The bill clearly violates both the spirit and letter of the Constitution. Spiritually, the Constitution is a document obsessed with the free flow of ideas (in whatever language) and the accountability and accessibility of federal, state and local governments to the people. These principles inform the First Amendment, of course, but they are also evident in the intellectual property clause, the Speech and Debate Clause and even the Privileges and Immunities Clauses, which reaffirm petition rights across all levels of government.

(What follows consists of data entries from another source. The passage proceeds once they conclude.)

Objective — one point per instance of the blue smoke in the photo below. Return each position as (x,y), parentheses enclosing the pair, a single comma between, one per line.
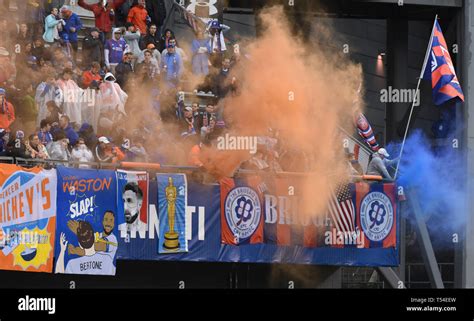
(437,175)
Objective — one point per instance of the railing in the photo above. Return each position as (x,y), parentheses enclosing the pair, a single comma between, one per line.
(51,163)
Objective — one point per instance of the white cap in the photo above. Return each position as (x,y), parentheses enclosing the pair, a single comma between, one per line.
(109,75)
(383,151)
(104,140)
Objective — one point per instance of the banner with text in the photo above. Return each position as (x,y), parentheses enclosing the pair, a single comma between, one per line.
(27,218)
(87,222)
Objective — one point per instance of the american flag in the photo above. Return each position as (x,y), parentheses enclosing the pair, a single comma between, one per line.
(341,208)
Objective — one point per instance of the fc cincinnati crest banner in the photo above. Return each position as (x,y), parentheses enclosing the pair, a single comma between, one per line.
(87,222)
(241,211)
(172,203)
(376,219)
(27,218)
(132,202)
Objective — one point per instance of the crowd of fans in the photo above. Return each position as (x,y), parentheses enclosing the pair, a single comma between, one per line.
(109,93)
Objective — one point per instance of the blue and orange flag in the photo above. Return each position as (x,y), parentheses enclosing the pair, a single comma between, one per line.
(439,68)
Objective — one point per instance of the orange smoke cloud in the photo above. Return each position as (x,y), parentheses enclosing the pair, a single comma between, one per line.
(303,91)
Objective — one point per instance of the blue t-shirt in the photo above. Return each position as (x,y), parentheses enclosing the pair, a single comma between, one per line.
(116,50)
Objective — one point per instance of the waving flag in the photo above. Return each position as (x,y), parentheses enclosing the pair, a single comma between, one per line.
(365,131)
(443,78)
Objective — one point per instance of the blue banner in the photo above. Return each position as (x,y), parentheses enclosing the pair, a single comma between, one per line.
(132,202)
(172,202)
(203,232)
(86,239)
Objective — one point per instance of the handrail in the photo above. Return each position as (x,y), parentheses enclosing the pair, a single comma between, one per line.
(165,168)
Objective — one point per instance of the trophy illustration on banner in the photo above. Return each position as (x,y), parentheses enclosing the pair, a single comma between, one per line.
(171,242)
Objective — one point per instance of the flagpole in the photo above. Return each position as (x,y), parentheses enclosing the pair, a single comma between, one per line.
(417,94)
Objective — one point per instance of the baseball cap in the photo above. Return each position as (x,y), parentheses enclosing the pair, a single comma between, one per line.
(383,151)
(20,134)
(104,140)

In fact, you could make an argument that the lack of an official language in the U.S. is part and parcel of this philosophical underpinning. Numerous other constitutional democracies (Canada, France and India, to name just a few) have official languages in their constitutions. In many cases, they’ve done so to suppress regional and minority languages (though, in the case of Canada, the official language policies reflect the historic bilingualism in the country, but also have unintended negative effects on newer language minorities, including, especially, Asian immigrants).
By contrast, in the United States, the unique focus on freedom of expression means linguistic freedom of expression as well. Indeed, in Meyer v. Nebraska (1923), foreign-language education was one of the first cases recognizing a right under “substantive due process” to linguistic freedom, and later Supreme Court decisions have expressly recognized that this Fourteenth Amendment analysis incorporates the First Amendment right as well. The Court found as much in Tinker, the foundational case for students’ free speech rights in school. And, in Griswold, the case providing for a constitutional right to contraception, Justice Douglas wrote with respect to Meyer, “the State may not, consistently with the spirit of the First Amendment, contract the spectrum of available knowledge. The right to freedom of speech and press includes not only the right to utter or to print, but the right to distribute, the right to receive, the right to read and freedom of inquiry, freedom of thought, and freedom to teach . . . .”
The United States should be very proud not to have English as an official language. It’s testament to our national commitment to freedom of expression—unique throughout the world. It’s also testament to our inclusivity (proposed legislation like the Unity Act aside). The hearing tomorrow will showcase one of the ugliest and most insular policy proposals in the United States. I hope it doesn’t receive any more attention than it’s due, which is very little.
(Late Post-Script: Ranking Member Conyers read his statement at the English-only hearing in Spanish! I laughed, but also, that would be illegal under the bill.)